The clue is in the title, I suppose because Dawn of the Jedi: Into the Void goes way, way back before the Republic (in-fact, thanks to the handy three-page 'novels timeline' which appears before the narrative starts we learn that we are somewhere between 25,000 to 37,000 years before the fourth (first released) Star Wars film, and it is based on the Dawn of the Jedi comic series where we visit the planet Tython where the order of the Je'daii have been established and where Lanoree Brock learns the ways of the Force, unlike her brother, Dalien, whose training has ended in tragedy. Years later, Jedi Ranger Lanoree is summoned by the Je'daii Council and given a mission to stop the leader of a fanatical cult who is hell bent on using Dark Matter to open a cosmic gateway to travel beyond known space, even though it would mean the destruction of several star systems. It's an important mission, and a surprise to Lanoree that she should be chosen to undertake it, until she learns that her brother did not die in his Je'daii training after all and he is the cult leader, and so her great adventure to save part of the universe begins.
What is interesting are the whole array of creatures, alien species, and hardware (covering weapons, vehicles and droids) that populate the novel, many original to these pages while others have been mentioned elsewhere in the many, many other Star Wars books that have been written, and it would be interesting to known how many of these story elements Lebbon had to devise himself or if there was some sort of series 'bible' he could dip into.

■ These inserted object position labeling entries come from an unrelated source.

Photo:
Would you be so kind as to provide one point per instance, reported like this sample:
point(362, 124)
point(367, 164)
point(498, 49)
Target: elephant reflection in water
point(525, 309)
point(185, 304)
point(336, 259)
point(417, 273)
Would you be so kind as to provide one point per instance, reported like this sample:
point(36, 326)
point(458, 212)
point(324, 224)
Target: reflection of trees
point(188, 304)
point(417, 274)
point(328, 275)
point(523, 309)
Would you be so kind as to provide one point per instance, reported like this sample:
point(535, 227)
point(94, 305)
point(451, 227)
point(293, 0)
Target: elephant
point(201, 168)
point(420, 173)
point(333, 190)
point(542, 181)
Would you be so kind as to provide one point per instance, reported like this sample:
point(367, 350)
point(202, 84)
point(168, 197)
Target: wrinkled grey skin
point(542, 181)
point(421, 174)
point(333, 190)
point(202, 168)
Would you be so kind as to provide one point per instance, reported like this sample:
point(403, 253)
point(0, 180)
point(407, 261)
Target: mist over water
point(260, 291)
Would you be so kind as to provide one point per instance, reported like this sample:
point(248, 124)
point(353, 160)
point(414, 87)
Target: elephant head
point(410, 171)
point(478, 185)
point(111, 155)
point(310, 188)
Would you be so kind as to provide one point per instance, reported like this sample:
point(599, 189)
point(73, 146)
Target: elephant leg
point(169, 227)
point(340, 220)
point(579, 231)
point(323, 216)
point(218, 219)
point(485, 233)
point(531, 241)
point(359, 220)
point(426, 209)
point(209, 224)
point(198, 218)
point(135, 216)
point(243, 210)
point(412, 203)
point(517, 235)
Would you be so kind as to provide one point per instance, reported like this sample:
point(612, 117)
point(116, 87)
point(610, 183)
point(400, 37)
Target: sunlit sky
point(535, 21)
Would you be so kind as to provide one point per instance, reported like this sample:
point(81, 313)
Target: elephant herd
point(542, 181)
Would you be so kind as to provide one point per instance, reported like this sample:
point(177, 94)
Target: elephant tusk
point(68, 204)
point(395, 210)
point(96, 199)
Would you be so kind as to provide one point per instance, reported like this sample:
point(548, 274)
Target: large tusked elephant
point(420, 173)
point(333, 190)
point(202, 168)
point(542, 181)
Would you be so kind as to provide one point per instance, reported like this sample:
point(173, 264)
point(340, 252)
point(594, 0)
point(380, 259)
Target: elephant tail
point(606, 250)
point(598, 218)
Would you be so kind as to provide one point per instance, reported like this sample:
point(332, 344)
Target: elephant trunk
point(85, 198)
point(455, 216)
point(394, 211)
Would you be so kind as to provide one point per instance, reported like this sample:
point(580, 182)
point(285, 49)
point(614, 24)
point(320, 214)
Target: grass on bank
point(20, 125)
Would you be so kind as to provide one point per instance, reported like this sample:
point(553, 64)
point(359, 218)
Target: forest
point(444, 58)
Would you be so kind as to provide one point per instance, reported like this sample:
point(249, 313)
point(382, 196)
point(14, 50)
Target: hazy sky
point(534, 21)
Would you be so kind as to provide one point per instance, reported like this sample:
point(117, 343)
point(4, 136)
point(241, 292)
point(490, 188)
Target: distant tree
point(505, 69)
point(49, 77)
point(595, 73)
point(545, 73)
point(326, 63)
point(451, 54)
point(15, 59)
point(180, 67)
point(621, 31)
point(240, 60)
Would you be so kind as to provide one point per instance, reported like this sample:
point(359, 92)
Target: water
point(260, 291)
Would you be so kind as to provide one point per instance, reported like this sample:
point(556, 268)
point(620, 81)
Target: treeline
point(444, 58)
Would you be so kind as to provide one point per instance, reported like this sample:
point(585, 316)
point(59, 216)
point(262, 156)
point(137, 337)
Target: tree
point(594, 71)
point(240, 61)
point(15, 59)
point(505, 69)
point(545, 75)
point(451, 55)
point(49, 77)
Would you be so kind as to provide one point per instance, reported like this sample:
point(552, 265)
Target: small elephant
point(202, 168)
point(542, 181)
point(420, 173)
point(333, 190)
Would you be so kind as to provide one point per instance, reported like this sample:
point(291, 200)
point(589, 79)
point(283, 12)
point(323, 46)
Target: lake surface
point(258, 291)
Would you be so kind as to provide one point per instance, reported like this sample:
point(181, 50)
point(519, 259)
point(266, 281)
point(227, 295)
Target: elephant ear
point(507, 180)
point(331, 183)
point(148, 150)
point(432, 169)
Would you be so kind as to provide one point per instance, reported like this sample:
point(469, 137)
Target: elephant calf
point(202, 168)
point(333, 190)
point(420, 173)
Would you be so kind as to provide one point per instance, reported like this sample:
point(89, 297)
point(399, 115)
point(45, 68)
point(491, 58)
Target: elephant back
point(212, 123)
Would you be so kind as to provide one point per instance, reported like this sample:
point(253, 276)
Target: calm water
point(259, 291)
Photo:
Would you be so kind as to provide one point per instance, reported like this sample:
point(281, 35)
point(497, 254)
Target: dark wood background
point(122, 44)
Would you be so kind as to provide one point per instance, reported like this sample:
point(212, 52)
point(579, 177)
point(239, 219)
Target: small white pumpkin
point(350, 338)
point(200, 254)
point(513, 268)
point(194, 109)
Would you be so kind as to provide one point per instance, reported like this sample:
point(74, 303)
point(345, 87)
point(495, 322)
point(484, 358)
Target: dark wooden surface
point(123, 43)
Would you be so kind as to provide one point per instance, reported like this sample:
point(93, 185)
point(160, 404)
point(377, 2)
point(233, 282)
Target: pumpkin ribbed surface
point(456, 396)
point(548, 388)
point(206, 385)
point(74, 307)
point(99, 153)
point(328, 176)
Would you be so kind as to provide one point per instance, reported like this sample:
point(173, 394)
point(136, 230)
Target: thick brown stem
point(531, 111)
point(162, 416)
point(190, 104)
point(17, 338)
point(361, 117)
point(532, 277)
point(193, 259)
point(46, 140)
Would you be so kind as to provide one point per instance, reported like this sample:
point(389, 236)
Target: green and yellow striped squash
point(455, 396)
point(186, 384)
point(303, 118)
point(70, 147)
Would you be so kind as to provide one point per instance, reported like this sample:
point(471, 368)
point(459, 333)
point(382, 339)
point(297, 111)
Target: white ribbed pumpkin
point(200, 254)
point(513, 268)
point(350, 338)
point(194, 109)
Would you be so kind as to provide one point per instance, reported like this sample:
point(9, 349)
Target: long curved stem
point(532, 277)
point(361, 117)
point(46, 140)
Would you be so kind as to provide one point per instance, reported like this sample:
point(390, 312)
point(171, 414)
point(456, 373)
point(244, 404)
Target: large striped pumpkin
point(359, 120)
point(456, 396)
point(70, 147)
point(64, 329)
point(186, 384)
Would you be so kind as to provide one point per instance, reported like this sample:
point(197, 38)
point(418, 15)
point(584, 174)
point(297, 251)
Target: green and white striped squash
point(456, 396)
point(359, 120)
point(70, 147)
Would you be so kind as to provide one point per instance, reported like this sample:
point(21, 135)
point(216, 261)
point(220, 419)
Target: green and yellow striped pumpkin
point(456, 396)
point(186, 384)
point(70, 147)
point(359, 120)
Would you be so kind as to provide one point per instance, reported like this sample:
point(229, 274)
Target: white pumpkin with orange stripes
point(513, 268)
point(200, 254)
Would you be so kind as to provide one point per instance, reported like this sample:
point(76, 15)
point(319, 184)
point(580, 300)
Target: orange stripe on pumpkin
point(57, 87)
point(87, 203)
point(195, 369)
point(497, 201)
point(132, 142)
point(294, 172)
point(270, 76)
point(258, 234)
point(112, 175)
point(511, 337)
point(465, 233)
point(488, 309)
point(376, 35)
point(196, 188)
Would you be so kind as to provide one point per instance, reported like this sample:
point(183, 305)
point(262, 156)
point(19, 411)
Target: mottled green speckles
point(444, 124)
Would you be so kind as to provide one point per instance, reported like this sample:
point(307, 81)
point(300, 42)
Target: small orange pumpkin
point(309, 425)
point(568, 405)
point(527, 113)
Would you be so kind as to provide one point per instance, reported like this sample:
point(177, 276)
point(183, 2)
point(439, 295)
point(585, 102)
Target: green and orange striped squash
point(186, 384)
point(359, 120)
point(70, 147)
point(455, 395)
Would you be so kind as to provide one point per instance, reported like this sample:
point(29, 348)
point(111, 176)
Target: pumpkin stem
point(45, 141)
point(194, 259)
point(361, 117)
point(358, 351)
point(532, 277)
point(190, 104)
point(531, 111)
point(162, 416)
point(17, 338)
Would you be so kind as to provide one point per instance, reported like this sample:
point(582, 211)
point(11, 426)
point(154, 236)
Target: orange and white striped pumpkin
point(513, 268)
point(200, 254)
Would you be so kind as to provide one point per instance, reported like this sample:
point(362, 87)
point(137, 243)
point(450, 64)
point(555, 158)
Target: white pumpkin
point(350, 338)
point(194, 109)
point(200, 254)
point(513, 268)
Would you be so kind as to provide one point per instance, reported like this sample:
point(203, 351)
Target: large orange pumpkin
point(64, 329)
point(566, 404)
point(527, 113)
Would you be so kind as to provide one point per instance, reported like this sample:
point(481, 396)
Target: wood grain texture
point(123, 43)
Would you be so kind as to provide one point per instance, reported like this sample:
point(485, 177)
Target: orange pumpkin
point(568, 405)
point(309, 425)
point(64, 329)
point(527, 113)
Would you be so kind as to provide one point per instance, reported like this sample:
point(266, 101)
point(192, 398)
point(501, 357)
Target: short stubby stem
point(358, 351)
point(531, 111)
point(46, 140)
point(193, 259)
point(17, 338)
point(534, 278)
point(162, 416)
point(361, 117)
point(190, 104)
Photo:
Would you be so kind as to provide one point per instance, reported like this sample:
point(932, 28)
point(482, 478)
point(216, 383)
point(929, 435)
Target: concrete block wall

As expected by a writer of Lebbon's calibre, this is a typically, slick, professional read, but you would have to ask a Star Wars follower for their opinions as to how it fits within the 'canon' and ultimately how good it is, although some might be put off by the lack of recognisable film characters, and whizzing space battles, even light sabres have not been developed at this early stage of the proceedings and Lanoree has to rely on a normal sword. Apart from Lebbon's novel, there is a also a great cover illustration by Torstein Nordstrand and a 30-page bonus short story called 'Eruption' by John Ostrander, possibly because the powers that be have figured out that paying £19.99 for a story that runs just over 260 pages might not seem worth the cost of admission after all.